Dans un contexte de blocage politique, le Président Kaïs Saied s’est arrogé les pleins pouvoirs le 25 juillet 2021 dans le pays qui fut le berceau du Printemps arabe en 2011.

Le 13 décembre (2021), il a dévoilé une feuille de route destinée à sortir de la crise avec un scrutin législatif prévu en décembre 2022, après révision de la loi électorale et un référendum en juillet pour amender la Constitution, qu’il veut plus «présidentielle», aux dépens du Parlement. Depuis le1er janvier 2022 au 20 mars, une «consultation populaire» électronique est organisée dans tout le pays pour faire émerger des idées qui doivent servir de base aux amendements constitutionnels.

Un procédé qui illustre, selon ses détracteurs, les méthodes «populistes» du président, élu en 2019 avec près de 73 % des suffrages et qui continue de jouir d’une popularité solide. «Le pays nage en pleine incertitude politique, même après l’annonce par Kaïs Saied de sa feuille de route qui ne semble pas rassurer les partenaires, ni à l’intérieur ni à l’extérieur», indique le politologue Hamza Meddeb cité par le quotidien français 20 minutes. «Il y a beaucoup d’interrogations sur la fiabilité de ce processus.
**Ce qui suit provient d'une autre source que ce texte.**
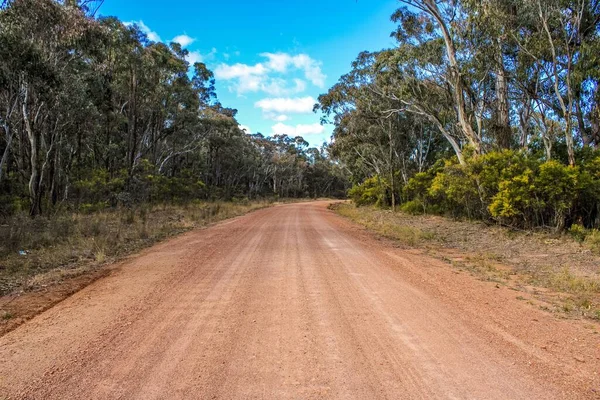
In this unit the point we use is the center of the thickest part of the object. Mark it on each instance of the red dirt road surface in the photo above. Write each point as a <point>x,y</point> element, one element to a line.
<point>295,302</point>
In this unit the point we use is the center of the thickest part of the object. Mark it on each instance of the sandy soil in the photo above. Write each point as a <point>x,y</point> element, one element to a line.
<point>295,302</point>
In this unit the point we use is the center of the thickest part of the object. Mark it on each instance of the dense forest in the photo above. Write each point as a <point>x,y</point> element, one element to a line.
<point>484,109</point>
<point>93,115</point>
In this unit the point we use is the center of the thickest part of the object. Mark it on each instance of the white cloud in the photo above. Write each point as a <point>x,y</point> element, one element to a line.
<point>298,130</point>
<point>259,77</point>
<point>184,40</point>
<point>153,36</point>
<point>246,129</point>
<point>298,105</point>
<point>279,87</point>
<point>238,70</point>
<point>193,57</point>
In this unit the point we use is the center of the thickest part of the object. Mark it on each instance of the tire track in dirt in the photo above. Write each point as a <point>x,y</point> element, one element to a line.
<point>294,302</point>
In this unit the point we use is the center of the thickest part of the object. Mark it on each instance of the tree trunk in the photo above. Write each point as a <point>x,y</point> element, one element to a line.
<point>455,78</point>
<point>503,131</point>
<point>33,158</point>
<point>4,160</point>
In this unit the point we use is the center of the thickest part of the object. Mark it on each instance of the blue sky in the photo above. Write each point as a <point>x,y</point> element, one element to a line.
<point>271,58</point>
On n’a jamais essayé en Tunisie ce genre de référendum et on ne sait pas comment le président compte organiser ces consultations. 
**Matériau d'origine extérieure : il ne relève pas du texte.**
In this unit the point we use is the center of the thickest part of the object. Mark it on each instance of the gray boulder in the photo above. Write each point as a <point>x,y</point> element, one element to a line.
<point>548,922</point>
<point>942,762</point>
Le Syndicat national des journalistes en Tunisie a de son côté mis en garde contre «un danger imminent menaçant la liberté de la presse, des médias et d’expression». L’ancien Président tunisien Moncef Marzouki a été condamné «in absentia» à quatre ans de prison, mercredi 22 décembre 2021, pour «atteinte à la sécurité extérieure de l’État», a déclaré l’agence de presse nationale TAP. L’ancien dirigeant avait appelé la France, en octobre dernier, à cesser de soutenir l’administration actuelle.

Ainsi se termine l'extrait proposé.